On 10/08/2018 07:44 AM, Sage Weil wrote:
Hi Myoungwon, I had a good conversation last week with Corwin Coburn and Jered Floyd (two of the dedup experts who joined Red Hat last year as part of the Permabit acquisition) about distributed dedup in Ceph. The gist of our conversation is that the approach we're currently taking is the only one we've looked at that makes sense, but how effective it is really comes down to how well we can dedup based on a content-based chunking algorithm with largish chunks. Their product (VDO) was very effective because they chunked at very small granularity (4 KB blocks), which allowed them to get good dedup ratios, even on content that had limited similarities at the block layer, but such small chunk sizes aren't practical in a distributed pool like RADOS. In their experience (having tried many different architectural approaches over the last 10 years), dedup ratios fall off sharply as the chunk sizes increase.

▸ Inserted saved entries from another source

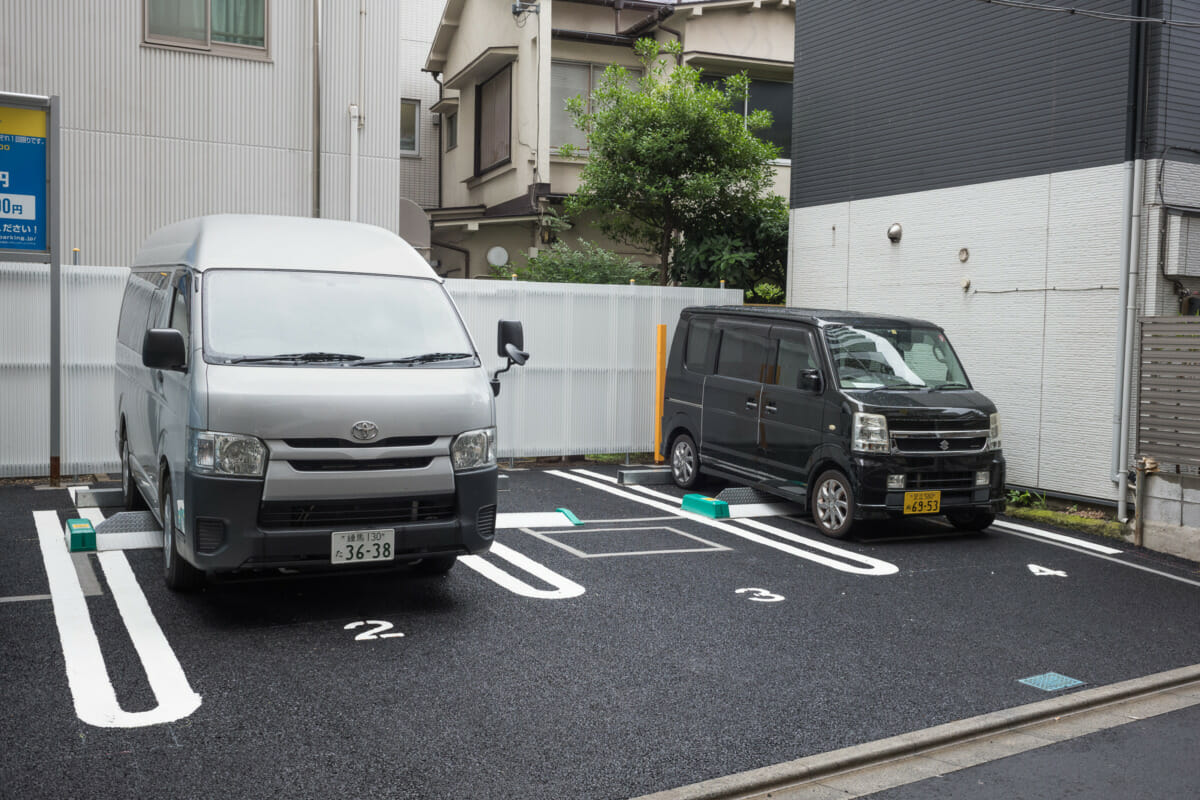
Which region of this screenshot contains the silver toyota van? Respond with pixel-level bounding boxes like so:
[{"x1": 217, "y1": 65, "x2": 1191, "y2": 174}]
[{"x1": 114, "y1": 215, "x2": 526, "y2": 590}]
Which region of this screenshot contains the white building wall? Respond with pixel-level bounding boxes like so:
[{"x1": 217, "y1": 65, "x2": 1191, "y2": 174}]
[
  {"x1": 789, "y1": 163, "x2": 1130, "y2": 501},
  {"x1": 1, "y1": 0, "x2": 442, "y2": 266}
]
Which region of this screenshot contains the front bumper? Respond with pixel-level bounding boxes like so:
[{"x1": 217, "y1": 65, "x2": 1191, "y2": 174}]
[
  {"x1": 851, "y1": 451, "x2": 1006, "y2": 519},
  {"x1": 179, "y1": 466, "x2": 498, "y2": 572}
]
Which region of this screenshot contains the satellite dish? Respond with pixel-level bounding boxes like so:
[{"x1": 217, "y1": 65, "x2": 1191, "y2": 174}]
[{"x1": 486, "y1": 246, "x2": 509, "y2": 267}]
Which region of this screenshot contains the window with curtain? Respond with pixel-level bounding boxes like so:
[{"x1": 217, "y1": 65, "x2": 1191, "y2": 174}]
[
  {"x1": 400, "y1": 100, "x2": 419, "y2": 155},
  {"x1": 700, "y1": 73, "x2": 792, "y2": 159},
  {"x1": 551, "y1": 61, "x2": 640, "y2": 151},
  {"x1": 475, "y1": 66, "x2": 512, "y2": 175},
  {"x1": 145, "y1": 0, "x2": 267, "y2": 56}
]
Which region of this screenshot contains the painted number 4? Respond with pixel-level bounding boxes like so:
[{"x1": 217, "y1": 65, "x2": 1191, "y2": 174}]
[
  {"x1": 344, "y1": 620, "x2": 405, "y2": 641},
  {"x1": 1028, "y1": 564, "x2": 1068, "y2": 577},
  {"x1": 736, "y1": 587, "x2": 785, "y2": 603}
]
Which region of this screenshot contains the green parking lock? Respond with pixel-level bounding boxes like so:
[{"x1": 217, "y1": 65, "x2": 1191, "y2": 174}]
[
  {"x1": 681, "y1": 494, "x2": 730, "y2": 519},
  {"x1": 65, "y1": 518, "x2": 96, "y2": 552}
]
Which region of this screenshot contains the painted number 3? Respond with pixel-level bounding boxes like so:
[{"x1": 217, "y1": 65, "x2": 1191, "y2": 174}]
[
  {"x1": 736, "y1": 587, "x2": 785, "y2": 603},
  {"x1": 344, "y1": 620, "x2": 405, "y2": 641}
]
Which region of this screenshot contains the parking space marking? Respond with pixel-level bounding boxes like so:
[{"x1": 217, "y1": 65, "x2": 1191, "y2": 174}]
[
  {"x1": 552, "y1": 470, "x2": 899, "y2": 576},
  {"x1": 993, "y1": 520, "x2": 1123, "y2": 555},
  {"x1": 460, "y1": 540, "x2": 586, "y2": 599},
  {"x1": 1000, "y1": 526, "x2": 1200, "y2": 589},
  {"x1": 528, "y1": 525, "x2": 731, "y2": 559},
  {"x1": 496, "y1": 511, "x2": 580, "y2": 529},
  {"x1": 33, "y1": 510, "x2": 202, "y2": 728}
]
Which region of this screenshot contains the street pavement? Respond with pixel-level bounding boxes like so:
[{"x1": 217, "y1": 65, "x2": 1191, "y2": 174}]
[{"x1": 1, "y1": 466, "x2": 1198, "y2": 799}]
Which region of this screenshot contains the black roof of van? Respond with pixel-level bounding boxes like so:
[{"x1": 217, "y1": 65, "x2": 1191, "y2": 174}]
[{"x1": 682, "y1": 305, "x2": 943, "y2": 330}]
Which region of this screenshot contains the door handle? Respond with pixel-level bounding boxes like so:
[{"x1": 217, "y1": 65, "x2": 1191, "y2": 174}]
[
  {"x1": 745, "y1": 398, "x2": 758, "y2": 411},
  {"x1": 765, "y1": 402, "x2": 778, "y2": 415}
]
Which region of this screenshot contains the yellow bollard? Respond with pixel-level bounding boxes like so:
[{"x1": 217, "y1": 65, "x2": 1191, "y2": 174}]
[{"x1": 654, "y1": 324, "x2": 667, "y2": 463}]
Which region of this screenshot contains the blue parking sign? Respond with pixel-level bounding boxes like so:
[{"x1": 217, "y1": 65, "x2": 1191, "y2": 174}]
[{"x1": 0, "y1": 105, "x2": 48, "y2": 252}]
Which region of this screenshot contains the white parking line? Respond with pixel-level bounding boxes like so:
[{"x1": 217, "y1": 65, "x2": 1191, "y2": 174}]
[
  {"x1": 554, "y1": 470, "x2": 898, "y2": 576},
  {"x1": 461, "y1": 540, "x2": 586, "y2": 599},
  {"x1": 991, "y1": 520, "x2": 1123, "y2": 555},
  {"x1": 34, "y1": 510, "x2": 202, "y2": 728}
]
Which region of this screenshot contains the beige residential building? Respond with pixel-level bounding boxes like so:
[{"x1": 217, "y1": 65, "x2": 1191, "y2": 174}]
[{"x1": 424, "y1": 0, "x2": 794, "y2": 278}]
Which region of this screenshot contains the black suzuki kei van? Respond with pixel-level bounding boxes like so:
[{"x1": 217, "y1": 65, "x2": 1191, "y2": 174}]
[{"x1": 660, "y1": 306, "x2": 1005, "y2": 538}]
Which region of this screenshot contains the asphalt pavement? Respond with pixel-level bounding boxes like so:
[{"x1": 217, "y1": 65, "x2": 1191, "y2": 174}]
[{"x1": 2, "y1": 466, "x2": 1199, "y2": 799}]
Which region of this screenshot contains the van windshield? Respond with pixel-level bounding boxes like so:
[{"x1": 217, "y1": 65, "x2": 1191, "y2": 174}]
[
  {"x1": 203, "y1": 270, "x2": 476, "y2": 365},
  {"x1": 824, "y1": 324, "x2": 970, "y2": 390}
]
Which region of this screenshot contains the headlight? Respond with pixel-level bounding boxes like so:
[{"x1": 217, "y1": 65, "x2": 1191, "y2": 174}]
[
  {"x1": 190, "y1": 430, "x2": 268, "y2": 477},
  {"x1": 450, "y1": 427, "x2": 496, "y2": 471},
  {"x1": 987, "y1": 412, "x2": 1002, "y2": 451},
  {"x1": 852, "y1": 412, "x2": 889, "y2": 454}
]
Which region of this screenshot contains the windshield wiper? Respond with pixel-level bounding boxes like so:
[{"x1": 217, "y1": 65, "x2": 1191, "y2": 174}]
[
  {"x1": 930, "y1": 382, "x2": 970, "y2": 390},
  {"x1": 355, "y1": 352, "x2": 474, "y2": 366},
  {"x1": 228, "y1": 352, "x2": 364, "y2": 364}
]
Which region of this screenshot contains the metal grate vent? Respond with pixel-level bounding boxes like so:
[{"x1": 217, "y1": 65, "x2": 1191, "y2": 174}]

There was a video-streaming use case a while back where potentially the same video data might be duplicated many times. Would those still be candidates for coarse-grained dedup?
The main takeaway was that our big unknown is how well content-based chunking is going to work on real data sets--specifically, the kinds of data sets our users do/will have. The other thought was that it probably makes sense to look at RGW object workloads initially: given the read penalty we'll see on deduped objects, users are most likely to deploy this on colder object data sets.
It fills me with a bit of dread. I guess the question I would have is whether we actually expect there to be a lot of small object dedup benefit. I could see if for (small) image hosting ala facebook I guess. What other use cases did the Permabit guys target?
What I'd like to do soon/next is to write a tool that will enumerate rados objects in a given pool, read each object and apply a chunking algorithm (e.g., "rabin sliding window with ~128KB target object size"), and then calculate some stats by building a big in-memory unordered_set (or similar) of the hash values. This will allow us to run this on any cluster with an existing data set to estimate what type of dedup ratios we can expect. We can try it with different data sets, different chunk sizes, and eventually more sophisticated chunking algorithms (e.g., ones that chunk more intelligently based on recognized file formats, etc.). We can also make the tool extrapolate its results after scanning only a portion of the object namespace (say, only a specific range of PGs) since our objects are uniformately distributed across the pool hash space (and the tool needs to fit its big hash table of fingerprints in memory). What do you think?
A tool that could look at an existing cluster and make a greedy and interruptible estimate of potential dedup ratios at different granularity levels is absolutely the right way to approach this imho.